Außer der Angst vor hohen Schadensersatzzahlungen an ehemalige Lipobay-Patienten befürchten die Investoren vor allem, dass die Richter zu dem Schluss kommen, dass ein schuldhaftes Verhalten seitens des Bayer-Konzerns vorliegt. Zum einen würde dadurch die Position der Leverkusener gegenüber den verbleibenden zivilen Klägern erheblich geschwächt. Zum anderen würde es sie finanziell vor eine wesentlich größere Herausforderung stellen als Vergleichsverhandlungen und Einzelverfahren.

Nach den Regeln der US-Rechtsprechung kämen im Fall eines schuldhaften Verhaltens zu den regulären Schadensersatzansprüchen Strafzuschläge. Diese so genannten „punitive damages“ haben in früheren Fällen häufig ein Vielfaches des eigentlichen Schadensersatzes betragen. Dennoch gehen einige Branchenexperten davon aus, dass die Marktteilnehmer das Prozessrisiko überschätzen. Die rechtliche Position des Unternehmens sei insofern nicht schlecht, als Bayer das Mittel freiwillig von Markt genommen habe. Weniger das Medikament selbst sei das Problem gewesen, als vielmehr die Verschreibepraxis der US-Ärzte, die es trotz der Warnhinweise auf dem Beipackzettel für die in manchen Fällen tödliche Kombinationstherapie eingesetzt hätten. Die Schätzungen über den finanziellen Schaden für Bayer reichen von einer Milliarde bis zu zehn Milliarden Dollar.

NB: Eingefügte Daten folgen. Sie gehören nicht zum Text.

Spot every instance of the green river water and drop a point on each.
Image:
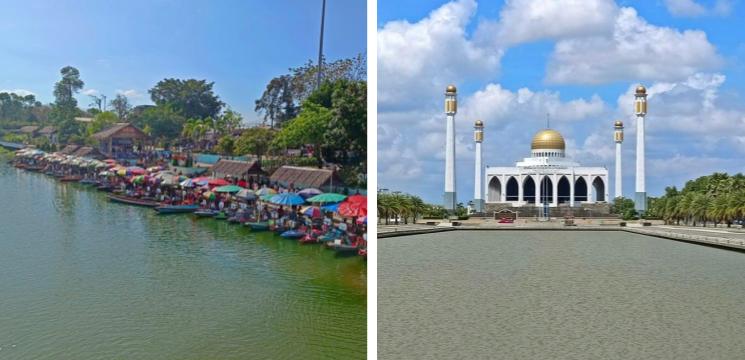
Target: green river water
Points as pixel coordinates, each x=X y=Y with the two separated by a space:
x=83 y=278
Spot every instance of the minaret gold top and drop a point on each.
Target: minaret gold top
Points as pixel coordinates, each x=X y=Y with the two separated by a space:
x=451 y=100
x=640 y=102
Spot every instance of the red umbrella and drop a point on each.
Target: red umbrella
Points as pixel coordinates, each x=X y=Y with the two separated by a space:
x=218 y=182
x=357 y=198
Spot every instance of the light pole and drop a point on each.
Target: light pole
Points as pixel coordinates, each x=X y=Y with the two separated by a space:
x=320 y=46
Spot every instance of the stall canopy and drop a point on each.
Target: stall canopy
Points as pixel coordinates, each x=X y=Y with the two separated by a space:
x=302 y=177
x=236 y=169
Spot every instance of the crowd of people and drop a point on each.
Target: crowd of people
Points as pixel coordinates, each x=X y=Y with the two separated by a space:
x=152 y=180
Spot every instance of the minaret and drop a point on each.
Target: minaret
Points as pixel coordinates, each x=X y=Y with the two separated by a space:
x=478 y=190
x=618 y=137
x=451 y=107
x=640 y=108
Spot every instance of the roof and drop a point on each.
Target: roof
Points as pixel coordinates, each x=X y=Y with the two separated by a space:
x=88 y=152
x=126 y=130
x=28 y=129
x=69 y=149
x=48 y=130
x=236 y=168
x=306 y=177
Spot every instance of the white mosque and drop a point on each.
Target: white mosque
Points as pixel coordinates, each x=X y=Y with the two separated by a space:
x=547 y=177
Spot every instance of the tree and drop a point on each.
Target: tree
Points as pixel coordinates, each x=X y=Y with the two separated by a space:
x=67 y=87
x=277 y=103
x=191 y=98
x=101 y=121
x=256 y=141
x=308 y=128
x=164 y=122
x=121 y=106
x=226 y=145
x=65 y=107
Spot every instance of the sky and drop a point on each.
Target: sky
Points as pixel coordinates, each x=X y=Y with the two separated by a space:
x=578 y=61
x=128 y=46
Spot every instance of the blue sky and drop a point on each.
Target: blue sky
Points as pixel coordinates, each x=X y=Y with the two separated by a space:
x=515 y=61
x=128 y=46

Die Anwälte der Kläger demonstrieren unterdessen Zuversicht. Ihnen lägen Dokumente vor, die ein vorsätzliches Handeln des Konzerns belegten. Bayer habe seine Kenntnisse über schwere Nebenwirkungen des Medikaments bewusst nicht an die Öffentlichkeit weitergegeben, sagte Charles Zimmerman, einer der führenden Anwälte in der angestrebten Sammelklage, dem Handelsblatt. Ähnlich argumentieren die Lipobay-Kläger im ersten Schadensersatz-Prozess, der vor wenigen Tagen in Texas begonnen hat. Seit Bayer das in den USA unter dem Namen Baycol vermarktete Medikament 2001 wegen möglicher schwerer Nebenwirkungen vom Markt nahm, sind 7800 Klagen eingereicht worden.